Basal lamina and extracellular matrix alterations in the caudal neural tube of the delayed Splotch embryo.

Regional patterns of deposition of laminin (LN), fibronectin (FN), type IV collagen (IV), and heparan sulfate proteoglycan (HSPG) were examined during the formation of the caudal neural tube in embryos homozygous for the delayed Splotch gene and in their normal littermates. Delayed Splotch embryos had neural tube closure defects which extended from the posterior neuropore into the region formed by secondary neurulation. During posterior neuropore closure these components were normally restricted to forming basal laminae, with FN and HSPG additionally deposited in the mesenchyme. Unlike control embryos in which medial regions of the neuroepithelial basal lamina contained greatest amounts of all four, the dorsolateral zone contained less LN and IV and more FN and HSPG, in affected embryos these components were less densely deposited medially, reflecting perhaps the poor structural organization of the notochord.
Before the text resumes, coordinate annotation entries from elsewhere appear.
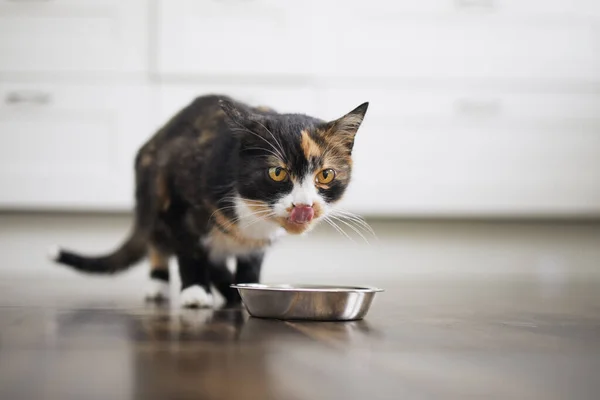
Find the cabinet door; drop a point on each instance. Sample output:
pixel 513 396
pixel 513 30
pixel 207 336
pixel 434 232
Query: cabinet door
pixel 70 147
pixel 38 36
pixel 222 37
pixel 457 152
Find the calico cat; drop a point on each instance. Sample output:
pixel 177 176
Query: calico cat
pixel 224 179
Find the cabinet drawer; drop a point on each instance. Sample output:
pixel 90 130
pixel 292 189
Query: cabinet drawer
pixel 73 36
pixel 64 147
pixel 460 47
pixel 258 37
pixel 482 106
pixel 531 9
pixel 521 154
pixel 293 99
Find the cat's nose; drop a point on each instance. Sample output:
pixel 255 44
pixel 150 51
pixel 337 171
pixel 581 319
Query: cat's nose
pixel 302 213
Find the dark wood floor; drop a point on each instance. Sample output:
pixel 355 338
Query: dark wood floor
pixel 449 339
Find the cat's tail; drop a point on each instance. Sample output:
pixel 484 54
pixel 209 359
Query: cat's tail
pixel 133 249
pixel 129 253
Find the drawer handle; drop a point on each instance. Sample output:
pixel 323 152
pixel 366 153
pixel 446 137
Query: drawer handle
pixel 479 107
pixel 474 4
pixel 37 98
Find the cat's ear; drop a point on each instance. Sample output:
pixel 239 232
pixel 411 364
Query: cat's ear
pixel 344 129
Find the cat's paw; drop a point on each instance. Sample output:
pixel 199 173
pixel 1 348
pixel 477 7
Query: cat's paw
pixel 195 297
pixel 157 290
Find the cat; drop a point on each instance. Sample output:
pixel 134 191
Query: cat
pixel 225 179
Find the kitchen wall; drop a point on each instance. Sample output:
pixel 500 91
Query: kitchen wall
pixel 478 107
pixel 552 253
pixel 485 110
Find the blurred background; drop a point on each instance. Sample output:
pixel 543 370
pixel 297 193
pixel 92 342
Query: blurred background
pixel 479 156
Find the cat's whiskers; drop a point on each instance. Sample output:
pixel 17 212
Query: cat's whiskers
pixel 354 218
pixel 351 227
pixel 337 228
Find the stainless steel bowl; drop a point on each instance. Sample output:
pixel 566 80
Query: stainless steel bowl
pixel 309 302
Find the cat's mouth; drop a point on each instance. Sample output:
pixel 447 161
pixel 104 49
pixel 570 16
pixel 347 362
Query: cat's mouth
pixel 300 218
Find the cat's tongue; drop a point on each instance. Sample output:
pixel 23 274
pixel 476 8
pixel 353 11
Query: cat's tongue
pixel 302 214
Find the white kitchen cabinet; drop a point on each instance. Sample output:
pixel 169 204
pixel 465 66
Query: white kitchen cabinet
pixel 223 37
pixel 73 36
pixel 476 152
pixel 465 47
pixel 70 146
pixel 559 10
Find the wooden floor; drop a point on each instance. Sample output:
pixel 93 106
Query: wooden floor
pixel 449 339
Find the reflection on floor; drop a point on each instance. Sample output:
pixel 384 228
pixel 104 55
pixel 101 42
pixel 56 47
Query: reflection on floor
pixel 453 339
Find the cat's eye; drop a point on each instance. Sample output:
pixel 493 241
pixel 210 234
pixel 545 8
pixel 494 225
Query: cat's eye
pixel 278 174
pixel 326 176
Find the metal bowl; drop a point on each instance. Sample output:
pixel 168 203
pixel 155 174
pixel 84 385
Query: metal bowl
pixel 308 302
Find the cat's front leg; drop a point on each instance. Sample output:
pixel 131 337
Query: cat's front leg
pixel 194 271
pixel 248 268
pixel 247 271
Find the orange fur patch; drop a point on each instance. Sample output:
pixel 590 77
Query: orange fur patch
pixel 309 146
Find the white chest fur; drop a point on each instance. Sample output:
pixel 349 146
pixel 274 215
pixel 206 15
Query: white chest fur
pixel 256 229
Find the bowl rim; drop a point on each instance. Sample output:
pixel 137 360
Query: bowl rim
pixel 288 287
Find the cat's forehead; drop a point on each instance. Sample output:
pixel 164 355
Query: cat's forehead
pixel 305 147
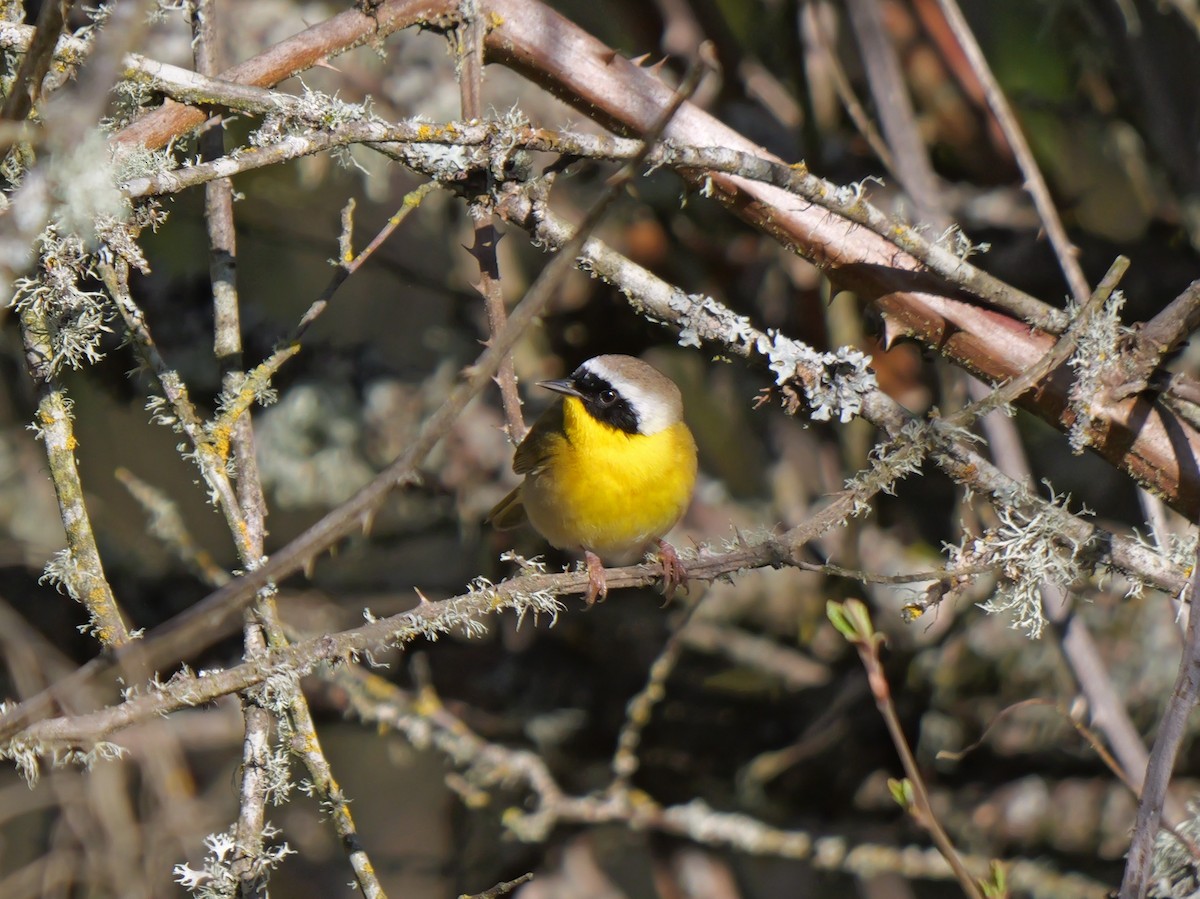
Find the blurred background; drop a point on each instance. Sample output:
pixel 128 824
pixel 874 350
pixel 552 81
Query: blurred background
pixel 767 711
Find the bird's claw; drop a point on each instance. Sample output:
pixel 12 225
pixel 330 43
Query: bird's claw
pixel 598 586
pixel 675 575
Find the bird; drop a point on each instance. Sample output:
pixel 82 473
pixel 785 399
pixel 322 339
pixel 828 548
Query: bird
pixel 610 469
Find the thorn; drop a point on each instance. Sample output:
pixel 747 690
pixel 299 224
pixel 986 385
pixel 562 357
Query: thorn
pixel 892 333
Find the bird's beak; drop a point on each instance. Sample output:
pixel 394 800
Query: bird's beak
pixel 563 385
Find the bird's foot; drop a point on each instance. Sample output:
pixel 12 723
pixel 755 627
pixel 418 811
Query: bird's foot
pixel 675 575
pixel 598 586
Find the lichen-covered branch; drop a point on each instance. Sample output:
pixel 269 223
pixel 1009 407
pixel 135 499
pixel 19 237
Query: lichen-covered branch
pixel 78 569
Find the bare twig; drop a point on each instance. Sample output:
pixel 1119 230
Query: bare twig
pixel 1067 253
pixel 499 888
pixel 909 159
pixel 348 263
pixel 852 619
pixel 469 51
pixel 641 706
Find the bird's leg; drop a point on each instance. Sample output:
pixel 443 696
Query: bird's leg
pixel 675 575
pixel 598 587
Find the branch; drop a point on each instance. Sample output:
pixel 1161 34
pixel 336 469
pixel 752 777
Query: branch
pixel 1171 730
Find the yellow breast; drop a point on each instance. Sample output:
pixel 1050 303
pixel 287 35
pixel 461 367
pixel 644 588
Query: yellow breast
pixel 609 491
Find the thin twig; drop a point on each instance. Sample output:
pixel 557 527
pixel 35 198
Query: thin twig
pixel 1171 731
pixel 499 888
pixel 78 569
pixel 469 57
pixel 348 263
pixel 641 706
pixel 853 622
pixel 27 87
pixel 249 534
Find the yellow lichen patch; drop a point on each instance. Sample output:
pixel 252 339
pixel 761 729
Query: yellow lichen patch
pixel 426 702
pixel 220 442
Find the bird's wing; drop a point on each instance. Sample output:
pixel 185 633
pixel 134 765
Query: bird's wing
pixel 532 455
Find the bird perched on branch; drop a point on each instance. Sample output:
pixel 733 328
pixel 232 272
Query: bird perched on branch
pixel 610 469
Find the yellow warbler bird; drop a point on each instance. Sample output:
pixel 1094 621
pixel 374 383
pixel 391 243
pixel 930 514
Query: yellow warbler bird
pixel 609 471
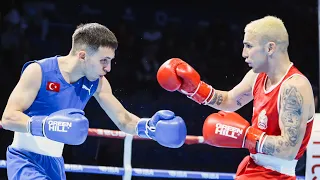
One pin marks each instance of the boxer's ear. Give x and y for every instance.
(82, 55)
(271, 47)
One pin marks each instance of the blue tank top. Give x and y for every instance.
(57, 94)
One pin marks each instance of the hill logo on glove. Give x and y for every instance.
(262, 120)
(58, 126)
(228, 131)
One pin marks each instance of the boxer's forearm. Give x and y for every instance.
(221, 100)
(130, 126)
(127, 122)
(15, 121)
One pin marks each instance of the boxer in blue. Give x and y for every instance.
(45, 109)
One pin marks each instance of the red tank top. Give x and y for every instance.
(266, 107)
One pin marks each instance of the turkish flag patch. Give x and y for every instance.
(52, 86)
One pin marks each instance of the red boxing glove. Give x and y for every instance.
(175, 74)
(230, 130)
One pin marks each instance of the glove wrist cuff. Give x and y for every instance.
(142, 128)
(254, 139)
(36, 125)
(203, 94)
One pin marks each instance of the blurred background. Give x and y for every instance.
(206, 34)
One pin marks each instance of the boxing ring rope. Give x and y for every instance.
(127, 171)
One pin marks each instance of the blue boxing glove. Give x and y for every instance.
(164, 127)
(68, 126)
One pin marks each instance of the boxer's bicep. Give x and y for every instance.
(123, 119)
(21, 99)
(234, 99)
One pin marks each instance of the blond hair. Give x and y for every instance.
(269, 29)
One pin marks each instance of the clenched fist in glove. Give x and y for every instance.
(164, 127)
(229, 129)
(175, 74)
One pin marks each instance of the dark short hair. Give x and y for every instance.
(93, 36)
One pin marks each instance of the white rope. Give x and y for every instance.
(127, 157)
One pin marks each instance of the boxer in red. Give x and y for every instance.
(283, 103)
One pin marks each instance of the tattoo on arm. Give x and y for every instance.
(290, 116)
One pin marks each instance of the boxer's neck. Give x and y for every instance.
(278, 67)
(70, 68)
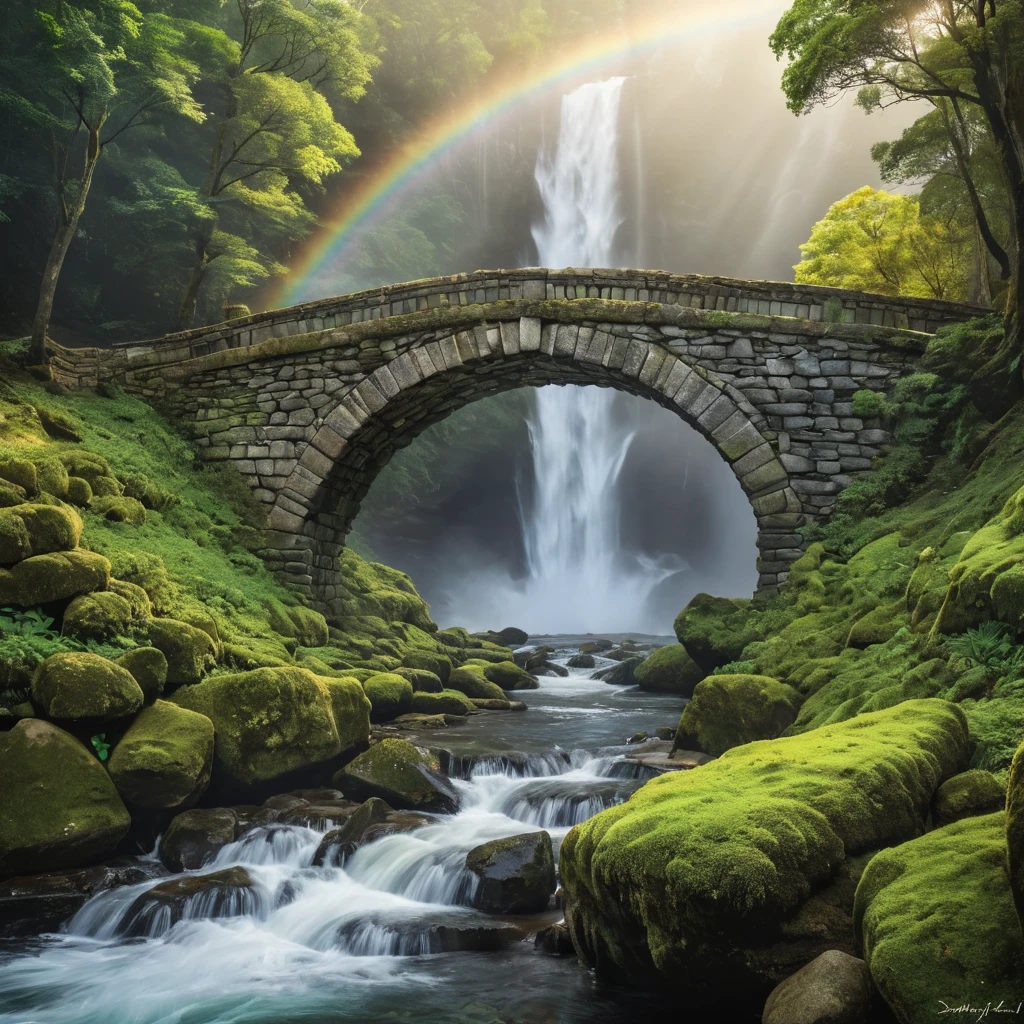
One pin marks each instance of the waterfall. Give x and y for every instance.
(578, 579)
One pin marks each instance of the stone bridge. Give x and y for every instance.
(309, 403)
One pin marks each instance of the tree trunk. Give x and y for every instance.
(58, 250)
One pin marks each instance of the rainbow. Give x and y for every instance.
(368, 203)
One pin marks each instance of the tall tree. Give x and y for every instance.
(84, 73)
(968, 52)
(274, 65)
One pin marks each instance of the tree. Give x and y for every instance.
(968, 54)
(878, 242)
(272, 68)
(86, 72)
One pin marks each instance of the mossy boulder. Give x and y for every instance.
(714, 630)
(936, 921)
(968, 795)
(514, 875)
(189, 651)
(59, 808)
(677, 885)
(727, 711)
(270, 722)
(445, 702)
(148, 667)
(56, 577)
(401, 774)
(471, 681)
(390, 695)
(422, 680)
(165, 758)
(97, 616)
(439, 665)
(32, 528)
(80, 685)
(669, 670)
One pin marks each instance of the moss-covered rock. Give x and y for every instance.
(669, 670)
(148, 667)
(968, 795)
(189, 651)
(165, 758)
(936, 922)
(514, 875)
(56, 577)
(445, 702)
(81, 685)
(97, 616)
(32, 528)
(469, 679)
(59, 808)
(698, 866)
(270, 722)
(714, 630)
(400, 774)
(390, 695)
(727, 711)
The neuroepithelial basal lamina was often disorganized and wavy compared to the linear pattern typical of controls. By the 12th day, the posterior neuropore of controls had closed and secondary neurulation was underway; however in delayed Splotch embryos, the neural folds remained widely splayed and epithelium newly formed via secondary neurulation extended that abnormally open configuration to the tip of the tailbud. In controls, with mesenchymal cell aggregation FN and HSPG were displaced from between cells to the forming basal lamina. As a central lumen formed within the aggregate LN and IV were added to the basal lamina, and the newly formed epithelium merged with the anterior neural tube. In delayed Splotch embryos, FN and HSPG were incompletely removed from aggregating cell surfaces, the normal morphogenetic cell shaping changes failed to occur and in many embryos a central lumen did not form; the overgrown, aggregated cells merging with the abnormally splayed anterior neural folds. In addition, the critical enrichment of FN and HSPG present between newly formed and consolidated neuroepithelium was displaced in delayed Splotch embryos.